Obviously on a GNU system one can't just drop the GNU extensions, but what Rust Coreutils is fighting is (IIUC) to a large extent the goal of becoming bug-compatible, or unspecified-compatible.
For unspecified-compatible, to support users who relied on it (Hyrum's law), the same case could be made that lots of people relied on /bin/sh being bash.
dash may not have been aiming to be drop-in replacement for bash, but when OS vendors change /bin/sh to dash, what's the difference?
> Well that's kind of my point. `ls` and `find` are "supposed to be" POSIX `ls` and `find`.
I don't know about that, I at least wouldn't 100% agree on that. Mostly since POSIX only defines short args it kinda makes just not want to use them, since I like to spell out the long arg in scripts for clarity. So by default I just assume I am using GNU coreutils (since BSD coreutils have slightly different names in some places IIRC). And since there isn't such a destinction between "POSIX coreutils" and "GNU coreutils" like there is with "POSIX shell" (sh) and "bash" I wouldn't call the situations equivalent.

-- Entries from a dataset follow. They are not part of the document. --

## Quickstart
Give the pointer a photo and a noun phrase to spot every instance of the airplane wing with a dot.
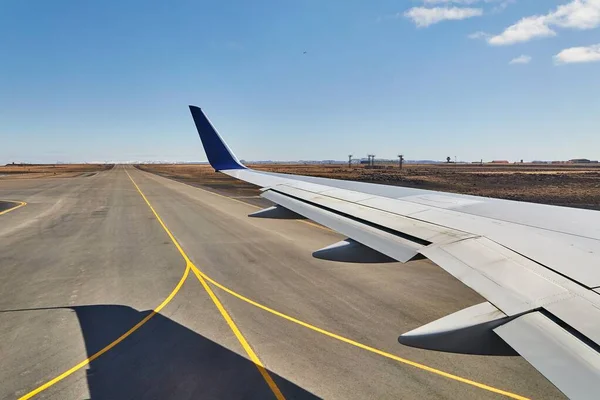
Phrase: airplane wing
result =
(538, 266)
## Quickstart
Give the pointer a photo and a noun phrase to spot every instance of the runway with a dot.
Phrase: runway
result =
(127, 285)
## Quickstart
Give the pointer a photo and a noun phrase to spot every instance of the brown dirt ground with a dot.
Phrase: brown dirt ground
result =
(28, 171)
(564, 185)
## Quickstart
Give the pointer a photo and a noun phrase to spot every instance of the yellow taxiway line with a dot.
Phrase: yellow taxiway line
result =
(205, 280)
(21, 204)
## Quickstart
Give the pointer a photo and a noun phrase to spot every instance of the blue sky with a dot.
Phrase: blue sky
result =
(111, 80)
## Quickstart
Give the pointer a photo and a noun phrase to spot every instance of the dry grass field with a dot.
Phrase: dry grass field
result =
(28, 171)
(564, 185)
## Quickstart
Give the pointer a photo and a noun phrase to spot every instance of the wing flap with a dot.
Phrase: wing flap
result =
(570, 364)
(384, 242)
(512, 283)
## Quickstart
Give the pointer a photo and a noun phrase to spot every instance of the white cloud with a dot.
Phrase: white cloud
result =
(522, 59)
(578, 14)
(479, 35)
(423, 17)
(524, 30)
(578, 55)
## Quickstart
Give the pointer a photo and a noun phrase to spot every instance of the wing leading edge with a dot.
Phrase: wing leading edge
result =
(538, 271)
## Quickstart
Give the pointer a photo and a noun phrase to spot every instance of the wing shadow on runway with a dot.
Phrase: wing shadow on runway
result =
(164, 360)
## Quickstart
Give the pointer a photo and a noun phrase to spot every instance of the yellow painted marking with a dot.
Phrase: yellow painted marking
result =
(205, 278)
(113, 344)
(21, 204)
(259, 365)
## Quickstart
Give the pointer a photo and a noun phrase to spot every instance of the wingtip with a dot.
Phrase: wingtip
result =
(218, 153)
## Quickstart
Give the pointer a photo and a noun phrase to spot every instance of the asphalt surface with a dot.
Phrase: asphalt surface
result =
(87, 260)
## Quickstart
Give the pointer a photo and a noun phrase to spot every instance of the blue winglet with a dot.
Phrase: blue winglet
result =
(218, 153)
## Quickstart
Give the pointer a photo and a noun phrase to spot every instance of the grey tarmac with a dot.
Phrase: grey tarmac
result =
(87, 259)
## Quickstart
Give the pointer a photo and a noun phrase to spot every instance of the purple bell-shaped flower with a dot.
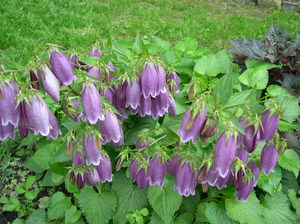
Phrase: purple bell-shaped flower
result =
(62, 68)
(252, 138)
(225, 152)
(50, 83)
(268, 159)
(191, 124)
(9, 111)
(92, 178)
(110, 128)
(149, 81)
(34, 80)
(157, 172)
(37, 114)
(104, 169)
(7, 131)
(247, 186)
(173, 165)
(185, 180)
(269, 124)
(92, 104)
(54, 130)
(133, 93)
(91, 151)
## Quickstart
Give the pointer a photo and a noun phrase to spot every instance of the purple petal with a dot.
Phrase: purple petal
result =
(105, 170)
(92, 152)
(62, 68)
(92, 104)
(225, 152)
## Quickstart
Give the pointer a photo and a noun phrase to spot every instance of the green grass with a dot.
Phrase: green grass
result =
(78, 23)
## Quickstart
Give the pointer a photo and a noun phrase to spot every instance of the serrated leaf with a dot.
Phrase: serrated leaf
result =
(97, 208)
(165, 201)
(223, 90)
(189, 44)
(29, 182)
(255, 77)
(249, 212)
(129, 197)
(270, 182)
(20, 190)
(276, 210)
(295, 201)
(207, 66)
(288, 181)
(290, 161)
(58, 206)
(216, 213)
(275, 90)
(72, 214)
(37, 217)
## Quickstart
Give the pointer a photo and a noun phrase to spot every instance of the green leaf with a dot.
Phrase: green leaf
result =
(207, 66)
(223, 90)
(165, 201)
(288, 182)
(59, 205)
(44, 155)
(189, 44)
(255, 77)
(4, 200)
(276, 210)
(216, 213)
(295, 201)
(270, 183)
(275, 90)
(290, 161)
(224, 61)
(290, 106)
(20, 189)
(97, 208)
(249, 212)
(129, 197)
(286, 126)
(29, 182)
(37, 217)
(9, 207)
(72, 214)
(201, 214)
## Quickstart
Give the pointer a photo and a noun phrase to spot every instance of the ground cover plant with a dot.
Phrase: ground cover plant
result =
(146, 130)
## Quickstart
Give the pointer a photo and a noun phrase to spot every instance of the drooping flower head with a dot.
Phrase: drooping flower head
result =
(50, 83)
(110, 128)
(9, 111)
(192, 122)
(225, 152)
(185, 180)
(62, 67)
(268, 159)
(92, 104)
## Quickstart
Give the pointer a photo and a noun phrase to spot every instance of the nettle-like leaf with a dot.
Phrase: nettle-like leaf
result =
(165, 201)
(249, 212)
(129, 197)
(97, 207)
(290, 161)
(276, 210)
(270, 182)
(216, 213)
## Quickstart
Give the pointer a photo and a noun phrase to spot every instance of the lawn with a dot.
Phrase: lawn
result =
(24, 25)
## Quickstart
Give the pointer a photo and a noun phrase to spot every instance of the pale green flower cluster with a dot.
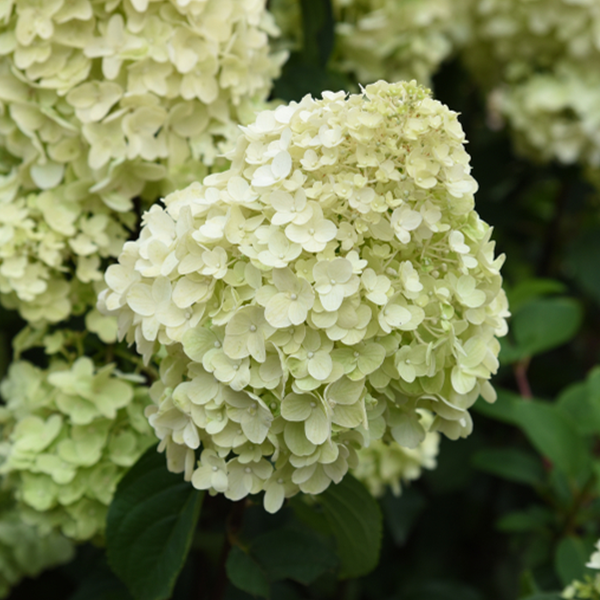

Obviously on a GNU system one can't just drop the GNU extensions, but what Rust Coreutils is fighting is (IIUC) to a large extent the goal of becoming bug-compatible, or unspecified-compatible.
For unspecified-compatible, to support users who relied on it (Hyrum's law), the same case could be made that lots of people relied on /bin/sh being bash.
dash may not have been aiming to be drop-in replacement for bash, but when OS vendors change /bin/sh to dash, what's the difference?